Breaking Up Is Hard To Do

 

Thus Neil Sedaka, the American pop songster back in the 60s. He was crooning about hearts of course but since then we’ve discovered that for our genetic hearts — our DNA — breaking up is not that tough and indeed it’s quite common.

A moving picture worth a thousand words

When I’m trying to explain cancer to non-scientists I often begin by showing a short movie of a cell in the final stages of dividing to form two identical daughter cells. This is the process called mitosis and the end-game is the exciting bit because the cell’s genetic material, its DNA, has been duplicated and the two identical sets of chromosomes are lined up in the middle of the cell. There ensues a mighty tug-of-war as cables (strands of proteins) are attached to the chromosomes to rip them apart, providing a separate genome for each new cell when, shortly after, the parent cell splits into two. When viewed as a speeded-up movie it’s incredibly dramatic and violent — which is why I show it because it’s easy to see how things could go wrong to create broken chromosomes or an unequal division of chromosomes (aneuploidy). It’s the flip side if you like to the single base changes (mutations) — the smallest damage DNA can suffer — that are a common feature of cancers.

In Heir of the Dog we showed pictures of normal and cancerous chromosomes that had been tagged with coloured markers to illustrate the quite staggering extent of “chromosome shuffling” that can occur.

Nothing new there

We’ve known about aneuploidy for a long time. Over 20 years ago Bert Vogelstein and his colleagues showed that the cells in most bowel cancers have different numbers of chromosomes and we know now that chromosomal instability is present in most solid tumours (90%).

Knowing it happens is one thing: being able to track it in real time to see how it happens is another.

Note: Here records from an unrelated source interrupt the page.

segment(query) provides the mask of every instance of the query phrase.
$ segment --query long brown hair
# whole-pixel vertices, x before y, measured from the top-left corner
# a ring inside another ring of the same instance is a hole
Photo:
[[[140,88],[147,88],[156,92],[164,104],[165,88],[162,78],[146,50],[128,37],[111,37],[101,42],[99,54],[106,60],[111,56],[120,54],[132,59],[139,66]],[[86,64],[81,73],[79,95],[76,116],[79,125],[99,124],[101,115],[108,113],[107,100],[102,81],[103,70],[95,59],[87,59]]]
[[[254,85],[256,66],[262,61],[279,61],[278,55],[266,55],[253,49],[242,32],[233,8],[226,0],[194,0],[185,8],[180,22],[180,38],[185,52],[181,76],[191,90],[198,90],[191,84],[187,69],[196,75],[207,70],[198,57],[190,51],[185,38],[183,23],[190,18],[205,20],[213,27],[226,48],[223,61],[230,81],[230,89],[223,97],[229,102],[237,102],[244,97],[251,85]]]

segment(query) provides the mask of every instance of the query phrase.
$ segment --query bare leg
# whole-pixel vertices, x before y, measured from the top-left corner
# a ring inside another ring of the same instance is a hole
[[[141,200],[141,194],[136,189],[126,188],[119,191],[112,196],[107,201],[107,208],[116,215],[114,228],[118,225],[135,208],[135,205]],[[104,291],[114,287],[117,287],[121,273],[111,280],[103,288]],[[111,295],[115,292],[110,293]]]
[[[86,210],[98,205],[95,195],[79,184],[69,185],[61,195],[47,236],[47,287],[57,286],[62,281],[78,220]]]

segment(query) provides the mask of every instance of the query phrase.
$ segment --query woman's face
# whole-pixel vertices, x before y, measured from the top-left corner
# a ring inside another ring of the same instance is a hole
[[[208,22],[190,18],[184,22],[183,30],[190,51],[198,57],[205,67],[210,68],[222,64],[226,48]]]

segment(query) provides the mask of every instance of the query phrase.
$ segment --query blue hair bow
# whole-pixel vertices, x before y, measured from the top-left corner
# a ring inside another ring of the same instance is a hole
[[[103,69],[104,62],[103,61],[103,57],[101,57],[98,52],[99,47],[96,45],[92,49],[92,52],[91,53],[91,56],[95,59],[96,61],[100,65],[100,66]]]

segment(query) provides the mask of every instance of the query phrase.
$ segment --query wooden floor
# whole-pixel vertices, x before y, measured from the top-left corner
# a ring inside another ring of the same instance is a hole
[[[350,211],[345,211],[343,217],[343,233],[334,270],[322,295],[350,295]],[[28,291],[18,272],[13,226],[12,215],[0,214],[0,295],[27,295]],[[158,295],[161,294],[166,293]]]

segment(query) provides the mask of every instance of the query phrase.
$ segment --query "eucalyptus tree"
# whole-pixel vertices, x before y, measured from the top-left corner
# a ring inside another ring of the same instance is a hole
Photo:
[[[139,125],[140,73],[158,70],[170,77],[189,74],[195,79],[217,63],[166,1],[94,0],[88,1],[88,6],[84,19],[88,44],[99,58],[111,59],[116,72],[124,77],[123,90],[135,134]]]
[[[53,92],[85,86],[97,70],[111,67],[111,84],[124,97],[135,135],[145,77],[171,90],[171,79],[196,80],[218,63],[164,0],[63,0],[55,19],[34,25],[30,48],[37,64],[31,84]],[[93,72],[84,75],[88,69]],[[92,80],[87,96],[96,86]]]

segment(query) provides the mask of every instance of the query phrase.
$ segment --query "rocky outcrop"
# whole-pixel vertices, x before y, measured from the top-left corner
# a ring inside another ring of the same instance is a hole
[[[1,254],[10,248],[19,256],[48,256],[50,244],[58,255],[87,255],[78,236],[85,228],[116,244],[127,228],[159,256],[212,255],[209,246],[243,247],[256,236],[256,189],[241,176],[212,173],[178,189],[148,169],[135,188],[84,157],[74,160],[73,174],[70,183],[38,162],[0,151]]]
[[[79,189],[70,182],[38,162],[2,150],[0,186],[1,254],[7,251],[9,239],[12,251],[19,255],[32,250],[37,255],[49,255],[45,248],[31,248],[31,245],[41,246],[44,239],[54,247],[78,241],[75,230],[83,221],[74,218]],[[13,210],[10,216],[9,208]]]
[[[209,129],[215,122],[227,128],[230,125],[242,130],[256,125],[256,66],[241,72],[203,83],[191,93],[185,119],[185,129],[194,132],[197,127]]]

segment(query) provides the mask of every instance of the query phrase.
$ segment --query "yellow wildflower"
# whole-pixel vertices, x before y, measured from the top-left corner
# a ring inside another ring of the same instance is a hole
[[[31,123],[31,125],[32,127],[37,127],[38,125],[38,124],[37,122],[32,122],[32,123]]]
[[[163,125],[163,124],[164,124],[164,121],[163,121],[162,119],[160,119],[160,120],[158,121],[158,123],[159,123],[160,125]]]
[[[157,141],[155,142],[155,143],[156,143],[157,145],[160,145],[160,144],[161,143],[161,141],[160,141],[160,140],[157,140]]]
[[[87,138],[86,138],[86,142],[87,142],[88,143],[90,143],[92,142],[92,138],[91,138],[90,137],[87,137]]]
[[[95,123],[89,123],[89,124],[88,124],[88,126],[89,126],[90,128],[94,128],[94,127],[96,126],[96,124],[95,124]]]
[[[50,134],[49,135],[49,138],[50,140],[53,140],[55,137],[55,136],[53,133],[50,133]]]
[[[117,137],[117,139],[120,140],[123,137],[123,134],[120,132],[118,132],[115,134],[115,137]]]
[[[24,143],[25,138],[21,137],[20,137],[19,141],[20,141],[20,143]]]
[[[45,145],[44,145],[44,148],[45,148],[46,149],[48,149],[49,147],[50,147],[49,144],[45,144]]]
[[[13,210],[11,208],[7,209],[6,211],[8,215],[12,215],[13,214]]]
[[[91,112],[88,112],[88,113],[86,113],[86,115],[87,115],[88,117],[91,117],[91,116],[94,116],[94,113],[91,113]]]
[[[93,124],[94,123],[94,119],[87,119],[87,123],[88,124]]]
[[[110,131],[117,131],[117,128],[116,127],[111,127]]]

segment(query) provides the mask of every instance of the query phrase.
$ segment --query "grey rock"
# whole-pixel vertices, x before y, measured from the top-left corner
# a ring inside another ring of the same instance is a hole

This difficulty has recently been overcome by Ana C. F. Bolhaqueiro and her colleagues from the Universities of Utrecht and Groningen who took human colorectal tumour cells and grew them in a cell culture system in the laboratory that permits 3D growth — giving rise to clumps of cells called organoids.

Scheme representing how cells grown as a 3D clump (organoid) can be sampled to follow chromosomal changes. Cells were taken from human colon tumours and from adjacent normal tissue and grown in dishes. The cells were labelled with a fluorescent tag to enable individual chromosomes to been seen by microscopy as the cells divided. At time intervals single cells were selected and sequenced to track changes in DNA. From Johnson and McClelland 2019.

Genetic evolution in real time

As the above scheme shows, the idea of organoids is that their cells grow and divide so that at any time you can select a sample and look at what’s happening to its DNA. Furthermore the DNA can be sequenced to pinpoint precisely the genetic changes that have occurred.

It turned out that cancer cells often make mistakes in apportioning DNA between daughter cells whereas such errors are rare in normal, healthy cells.

It should be said that whilst these errors are common in human colon cancers, a subset of these tumours do not show chromosomal instability but rather have a high frequency of small mutations (called microsatellite instability). Another example of how in cancer there’s usually more than one way of getting to the same end.

Building bridges …

The most common type of gross chromosomal abnormality occurs when chromosomes fuse via their sticky ends to give what are called chromatin bridges (chromatin just means DNA complete with all the proteins normally attached to it). Other errors can give rise to a chromosome that’s become isolated — called a lagging chromosome, it’s a bit like a sheep that has wandered off from the rest of the flock. As the cell finally divides and the daughter cells move apart, DNA bridges undergo random fragmentation.

… but where to …

Little is known about how cells deal with aneuploidy and the extent to which it drives tumour development. This study showed that variation in chromosome number depends on the rate at which chromosomal instability develops and the capacity of a cell to survive in the face of changes in chromosome number. More generally for the future, it shows that the organoid approach offers an intriguing opening for exploring this facet of cancer.

Reference

Bolhaqueiro, A.C.F. et al. (2019). Ongoing chromosomal instability and karyotype evolution in human colorectal cancer organoids. Nature Genetics 51, 824–834.

Lengauer, C. et al., (1997). Genetic instability in colorectal cancers. Nature 386, 623-627.

Johnson, S.C. and McClelland, S.E. (2019). Watching cancer cells evolve. Nature 570, 166-167.